The hardest job I’ve had is cable news anchor. I did twenty years of local television and radio, but when I got to MSNBC, I was drinking from a fire hose. Ad-libbing. Shifting topics really quickly. I thought, Man, if I can master this, I can do anything.

Yes, audiences are migrating. How people consume us, that’s going to continue to change. I have no idea how in seventy-five years. Maybe it’ll be little clouds in front of us. But Nightly News will exist.

Meanwhile, Fox News’ Greg Gutfeld is profiled by the Wall Street Journal. Gutfeld, the host of Fox News’ late-night show Gutfeld and co-host of the early-evening panel program The Five, uses comedy to tackle the biggest stories of the day and any hot-button issue.

Here’s a sampling…

Does Gutfeld want Carlson’s time slot?

“Obviously, it’s crossed my mind,” he said. “If I did 8 o’clock, I would definitely not do ‘The Five,’ and I would no longer do ‘Gutfeld!’ I would just do one show because I would prepare for that show like crazy.”

When asked if he cares about his jokes crossing the line, Gutfeld said: “I did until I realized you couldn’t really predict which ones were gonna be a problem.” He said his critics often ignore the context of his comments.

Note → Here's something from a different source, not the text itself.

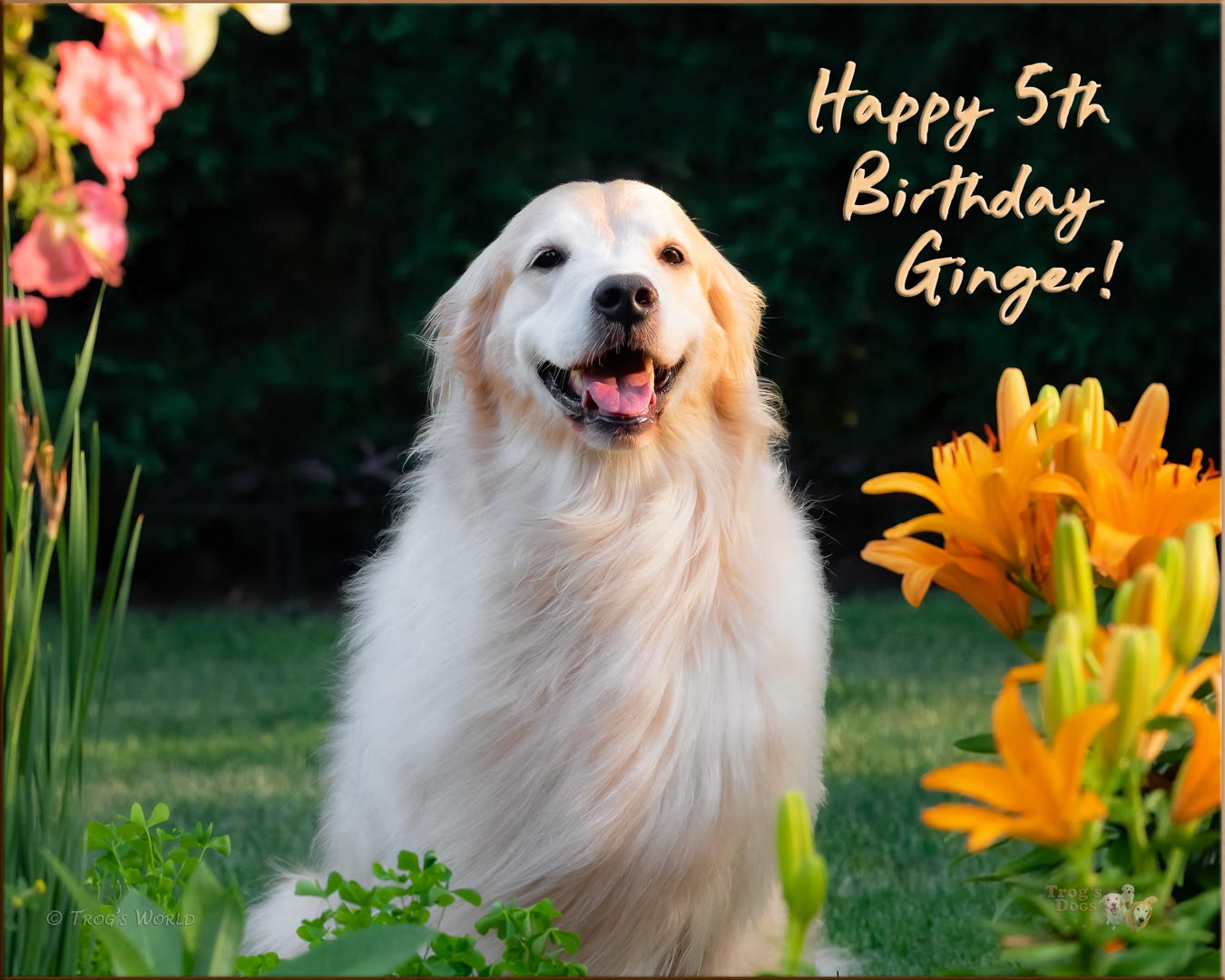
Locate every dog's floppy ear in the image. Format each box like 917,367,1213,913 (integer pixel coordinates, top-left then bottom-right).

Over at MSNBC, which is seeing some of its best ratings in years, The Los Angeles Times profiled Ari Melber, anchor of The Beat with Ari Melber. The attorney-turned-news host has a rather unique fan base and is a true hip-hop connoisseur.

Here is a sampling…

Attracting viewers on digital platforms is an ongoing challenge for the traditional TV news business.

But Melber has embraced it, connecting with “MSNBC moms” — a term describing the network’s rabid core fans — around the world. He recently attended a Spanish guitarist’s performance at a club on Manhattan’s Lower East Side. After the performance, the artist approached him.

“I’m thinking, ‘Maybe he’s into the news,’” said Melber, 43, in a recent interview at his Rockefeller Plaza office. “He goes, ‘My mom in Spain watches you every day. Every morning I wake up, and there’s a new YouTube video of you from her.”’

Melber’s home was filled with books and vinyl records, which gave him a passion for music. As a teen in the 1990s, he became a rabid hip-hop fan during the genre’s golden age. An advertising poster for St. Ides Special Brew featuring Snoop Dogg and Tupac Shakur, which Melber wrangled out of a Seattle bodega decades ago, is displayed in his Brooklyn apartment.